Stochastic Depth

Stochastic depth is a regularization method for deep residual networks. During training, it randomly skips entire residual blocks. Instead of dropping individual activations, as dropout does, stochastic depth drops whole computational paths.

A standard residual block computes

$$ y = x + F(x), $$

where $x$ is the input and $F(x)$ is the residual branch. With stochastic depth, the residual branch is randomly kept or removed during training:

$$ y = x + bF(x), $$

where $b\sim\mathrm{Bernoulli}(p)$. Here $p$ is the probability of keeping the residual branch.

Motivation

Very deep networks can overfit and can also become difficult to optimize. Residual connections make deep training more stable, but large residual networks still contain many layers and many parameters.

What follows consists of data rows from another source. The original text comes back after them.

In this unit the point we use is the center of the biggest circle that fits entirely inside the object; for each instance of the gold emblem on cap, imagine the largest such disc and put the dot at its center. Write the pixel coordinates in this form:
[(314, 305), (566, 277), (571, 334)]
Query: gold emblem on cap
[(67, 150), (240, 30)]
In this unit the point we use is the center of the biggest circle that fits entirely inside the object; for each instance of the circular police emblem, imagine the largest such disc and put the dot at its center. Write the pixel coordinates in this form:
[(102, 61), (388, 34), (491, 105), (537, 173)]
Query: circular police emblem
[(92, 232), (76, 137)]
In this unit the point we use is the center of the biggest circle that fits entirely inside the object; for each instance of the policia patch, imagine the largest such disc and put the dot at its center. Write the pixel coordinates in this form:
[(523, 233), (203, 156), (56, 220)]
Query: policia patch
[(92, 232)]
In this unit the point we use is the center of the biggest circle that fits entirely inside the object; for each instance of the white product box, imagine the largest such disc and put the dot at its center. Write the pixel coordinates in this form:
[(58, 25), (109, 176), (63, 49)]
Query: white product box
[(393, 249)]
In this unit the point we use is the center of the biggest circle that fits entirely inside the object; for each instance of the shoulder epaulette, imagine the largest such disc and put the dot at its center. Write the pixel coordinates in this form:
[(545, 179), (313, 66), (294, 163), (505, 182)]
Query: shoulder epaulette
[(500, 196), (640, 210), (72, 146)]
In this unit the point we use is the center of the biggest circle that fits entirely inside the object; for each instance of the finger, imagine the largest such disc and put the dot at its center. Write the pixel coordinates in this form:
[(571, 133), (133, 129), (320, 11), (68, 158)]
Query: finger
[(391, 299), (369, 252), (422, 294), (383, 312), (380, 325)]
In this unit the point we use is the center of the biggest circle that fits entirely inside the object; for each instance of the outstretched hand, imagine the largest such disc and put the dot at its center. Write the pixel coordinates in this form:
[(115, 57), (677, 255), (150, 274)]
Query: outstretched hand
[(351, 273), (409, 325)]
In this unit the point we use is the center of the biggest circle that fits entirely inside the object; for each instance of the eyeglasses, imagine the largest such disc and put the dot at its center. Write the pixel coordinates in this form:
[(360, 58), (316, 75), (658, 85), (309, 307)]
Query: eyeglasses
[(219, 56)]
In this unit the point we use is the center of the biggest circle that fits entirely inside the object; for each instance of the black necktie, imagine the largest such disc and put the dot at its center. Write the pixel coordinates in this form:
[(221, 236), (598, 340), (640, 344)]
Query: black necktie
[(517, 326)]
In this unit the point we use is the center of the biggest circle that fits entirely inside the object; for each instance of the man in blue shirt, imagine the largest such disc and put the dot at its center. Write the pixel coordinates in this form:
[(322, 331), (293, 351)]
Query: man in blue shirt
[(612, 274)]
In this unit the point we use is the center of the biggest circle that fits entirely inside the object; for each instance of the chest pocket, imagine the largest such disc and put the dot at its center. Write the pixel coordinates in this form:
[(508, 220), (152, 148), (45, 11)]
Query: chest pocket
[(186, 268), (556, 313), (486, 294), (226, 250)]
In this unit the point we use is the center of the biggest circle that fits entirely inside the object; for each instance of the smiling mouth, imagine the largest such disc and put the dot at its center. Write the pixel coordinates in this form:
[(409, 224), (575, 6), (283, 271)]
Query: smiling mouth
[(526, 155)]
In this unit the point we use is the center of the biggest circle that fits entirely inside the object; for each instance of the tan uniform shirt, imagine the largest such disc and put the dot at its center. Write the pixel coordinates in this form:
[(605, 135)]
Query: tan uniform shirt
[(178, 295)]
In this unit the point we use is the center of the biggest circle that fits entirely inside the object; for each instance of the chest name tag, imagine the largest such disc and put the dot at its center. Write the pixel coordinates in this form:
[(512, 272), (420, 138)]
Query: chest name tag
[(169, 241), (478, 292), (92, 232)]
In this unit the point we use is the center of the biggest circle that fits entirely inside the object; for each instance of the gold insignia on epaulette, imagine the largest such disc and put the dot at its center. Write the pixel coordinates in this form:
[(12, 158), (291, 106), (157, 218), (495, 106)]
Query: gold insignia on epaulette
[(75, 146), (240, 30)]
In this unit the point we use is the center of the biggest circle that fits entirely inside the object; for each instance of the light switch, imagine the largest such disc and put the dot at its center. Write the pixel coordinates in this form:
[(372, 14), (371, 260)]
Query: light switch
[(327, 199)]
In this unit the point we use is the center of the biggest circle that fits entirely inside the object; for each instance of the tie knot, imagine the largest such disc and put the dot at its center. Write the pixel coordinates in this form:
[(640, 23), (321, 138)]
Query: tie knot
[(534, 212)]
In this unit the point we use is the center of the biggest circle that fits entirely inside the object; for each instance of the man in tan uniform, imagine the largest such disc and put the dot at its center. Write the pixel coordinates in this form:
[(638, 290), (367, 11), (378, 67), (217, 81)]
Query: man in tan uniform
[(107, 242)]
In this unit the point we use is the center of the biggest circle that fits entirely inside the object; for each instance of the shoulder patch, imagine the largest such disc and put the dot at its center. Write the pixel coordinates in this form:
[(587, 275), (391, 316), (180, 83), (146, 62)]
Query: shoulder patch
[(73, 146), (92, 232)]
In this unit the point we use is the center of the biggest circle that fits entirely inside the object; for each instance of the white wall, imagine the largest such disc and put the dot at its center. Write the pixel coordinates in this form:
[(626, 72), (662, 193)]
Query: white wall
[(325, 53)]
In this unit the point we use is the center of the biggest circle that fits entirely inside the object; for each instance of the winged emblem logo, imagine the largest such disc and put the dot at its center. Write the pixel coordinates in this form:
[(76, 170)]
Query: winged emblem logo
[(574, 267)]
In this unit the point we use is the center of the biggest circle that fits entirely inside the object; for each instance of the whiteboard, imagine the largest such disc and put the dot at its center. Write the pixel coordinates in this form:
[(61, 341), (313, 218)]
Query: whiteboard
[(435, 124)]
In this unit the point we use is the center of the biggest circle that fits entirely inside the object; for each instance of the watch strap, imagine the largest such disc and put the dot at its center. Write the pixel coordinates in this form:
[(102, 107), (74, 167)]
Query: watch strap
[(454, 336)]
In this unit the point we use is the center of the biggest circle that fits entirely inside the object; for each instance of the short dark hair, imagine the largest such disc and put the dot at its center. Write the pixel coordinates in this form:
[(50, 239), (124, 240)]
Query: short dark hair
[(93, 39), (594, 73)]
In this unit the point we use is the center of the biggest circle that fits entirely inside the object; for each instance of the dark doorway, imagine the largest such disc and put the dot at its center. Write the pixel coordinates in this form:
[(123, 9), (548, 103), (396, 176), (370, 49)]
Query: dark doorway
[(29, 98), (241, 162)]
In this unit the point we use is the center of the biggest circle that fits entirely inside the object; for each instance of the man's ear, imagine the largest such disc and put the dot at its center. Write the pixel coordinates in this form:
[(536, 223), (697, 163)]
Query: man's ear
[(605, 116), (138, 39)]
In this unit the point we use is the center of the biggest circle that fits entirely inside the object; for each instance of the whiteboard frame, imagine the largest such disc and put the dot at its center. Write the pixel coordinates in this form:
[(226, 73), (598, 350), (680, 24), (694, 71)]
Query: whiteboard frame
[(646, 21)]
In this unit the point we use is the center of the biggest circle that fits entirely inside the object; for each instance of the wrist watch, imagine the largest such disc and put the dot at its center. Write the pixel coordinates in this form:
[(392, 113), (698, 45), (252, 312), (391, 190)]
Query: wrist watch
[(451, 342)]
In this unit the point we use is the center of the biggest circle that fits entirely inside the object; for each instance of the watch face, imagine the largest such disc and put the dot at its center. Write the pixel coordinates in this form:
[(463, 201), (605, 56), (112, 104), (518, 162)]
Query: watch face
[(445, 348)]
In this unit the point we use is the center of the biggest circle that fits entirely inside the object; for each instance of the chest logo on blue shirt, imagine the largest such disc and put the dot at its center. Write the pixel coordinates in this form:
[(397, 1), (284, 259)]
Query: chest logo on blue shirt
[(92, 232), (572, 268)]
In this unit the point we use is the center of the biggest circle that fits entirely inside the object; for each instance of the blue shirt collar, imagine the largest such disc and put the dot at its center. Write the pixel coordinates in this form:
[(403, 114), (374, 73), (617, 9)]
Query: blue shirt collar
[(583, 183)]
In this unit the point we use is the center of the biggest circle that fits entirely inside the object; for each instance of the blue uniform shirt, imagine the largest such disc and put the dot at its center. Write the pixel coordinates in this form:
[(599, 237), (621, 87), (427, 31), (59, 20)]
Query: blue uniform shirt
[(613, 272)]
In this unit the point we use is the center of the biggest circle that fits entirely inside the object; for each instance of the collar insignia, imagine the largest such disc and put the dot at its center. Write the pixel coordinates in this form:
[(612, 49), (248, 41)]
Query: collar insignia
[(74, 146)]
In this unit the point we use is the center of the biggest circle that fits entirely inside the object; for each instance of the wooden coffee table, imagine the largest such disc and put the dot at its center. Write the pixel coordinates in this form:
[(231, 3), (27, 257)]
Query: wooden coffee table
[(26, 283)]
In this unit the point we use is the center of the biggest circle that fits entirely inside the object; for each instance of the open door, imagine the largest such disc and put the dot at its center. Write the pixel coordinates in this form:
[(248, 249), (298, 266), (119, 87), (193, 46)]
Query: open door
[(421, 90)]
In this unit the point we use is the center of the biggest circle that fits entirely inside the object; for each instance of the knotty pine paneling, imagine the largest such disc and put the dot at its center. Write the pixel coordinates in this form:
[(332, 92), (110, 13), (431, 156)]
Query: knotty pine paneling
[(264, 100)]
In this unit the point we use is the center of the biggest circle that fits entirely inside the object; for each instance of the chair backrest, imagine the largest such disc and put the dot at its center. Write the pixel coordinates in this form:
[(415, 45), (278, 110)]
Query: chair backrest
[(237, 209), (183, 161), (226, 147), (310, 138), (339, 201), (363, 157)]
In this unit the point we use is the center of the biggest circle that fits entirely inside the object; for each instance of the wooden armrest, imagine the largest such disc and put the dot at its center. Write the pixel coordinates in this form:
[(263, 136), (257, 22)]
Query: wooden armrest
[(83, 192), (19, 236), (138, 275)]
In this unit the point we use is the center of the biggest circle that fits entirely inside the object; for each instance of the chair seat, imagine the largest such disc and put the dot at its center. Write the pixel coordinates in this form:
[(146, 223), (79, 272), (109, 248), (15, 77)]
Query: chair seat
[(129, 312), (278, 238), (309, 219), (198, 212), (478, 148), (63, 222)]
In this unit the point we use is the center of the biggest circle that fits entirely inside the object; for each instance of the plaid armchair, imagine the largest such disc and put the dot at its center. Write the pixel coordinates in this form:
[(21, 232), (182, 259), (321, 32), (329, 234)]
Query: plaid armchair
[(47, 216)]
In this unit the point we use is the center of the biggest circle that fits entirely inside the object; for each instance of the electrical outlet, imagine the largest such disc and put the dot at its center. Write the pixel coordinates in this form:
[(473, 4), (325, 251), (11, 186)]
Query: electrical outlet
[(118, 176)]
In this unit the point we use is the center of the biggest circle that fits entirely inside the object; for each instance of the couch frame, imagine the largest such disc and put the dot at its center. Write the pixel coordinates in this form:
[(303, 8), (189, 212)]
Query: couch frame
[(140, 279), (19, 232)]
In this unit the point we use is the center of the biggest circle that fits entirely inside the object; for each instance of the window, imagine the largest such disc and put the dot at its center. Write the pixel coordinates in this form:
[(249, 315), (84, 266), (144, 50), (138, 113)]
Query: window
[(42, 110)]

Stochastic depth improves regularization by forcing the model to work with many shallower subnetworks during training. On one step, a block may be active. On another step, the same block may be skipped.

This has two effects.

First, it reduces co-adaptation between blocks. A block cannot assume that every previous residual transformation is always present.

Second, it shortens the effective network depth during training. Gradients can pass through fewer transformations, which can improve optimization in very deep networks.

Residual Blocks

Residual networks are built from blocks of the form

$$ y = x + F(x). $$

The skip connection $x$ gives the network a direct identity path. If $F(x)$ learns a useful transformation, the block modifies the representation. If $F(x)$ is unnecessary, the block can learn a function close to zero.

This structure makes it natural to randomly remove $F(x)$. The identity path remains valid, so the output still has the correct shape.

Stochastic depth works best when the skipped branch and the identity branch have compatible shapes. If a block changes spatial resolution or channel count, the skip path may include a projection. Such blocks require more care.

Training-Time Rule

A common stochastic depth rule uses a binary mask $b$:

$$ y = \begin{cases} x + F(x), & b=1, \ x, & b=0. \end{cases} $$

where

$$ b\sim\mathrm{Bernoulli}(p). $$

Here $p$ is the survival probability. The drop probability is $1-p$.

If $p=0.9$, the residual branch is used 90 percent of the time and skipped 10 percent of the time.

Inverted Stochastic Depth

Many implementations use an inverted form:

$$ y = x + \frac{b}{p}F(x). $$

This keeps the expected residual contribution unchanged during training:

$$ \mathbb{E}\left[\frac{b}{p}F(x)\right] = F(x). $$

At inference time, all residual branches are used and no random dropping is applied. The block becomes the ordinary residual block:

$$ y = x + F(x). $$

This mirrors inverted dropout, where scaling is applied during training so inference remains simple.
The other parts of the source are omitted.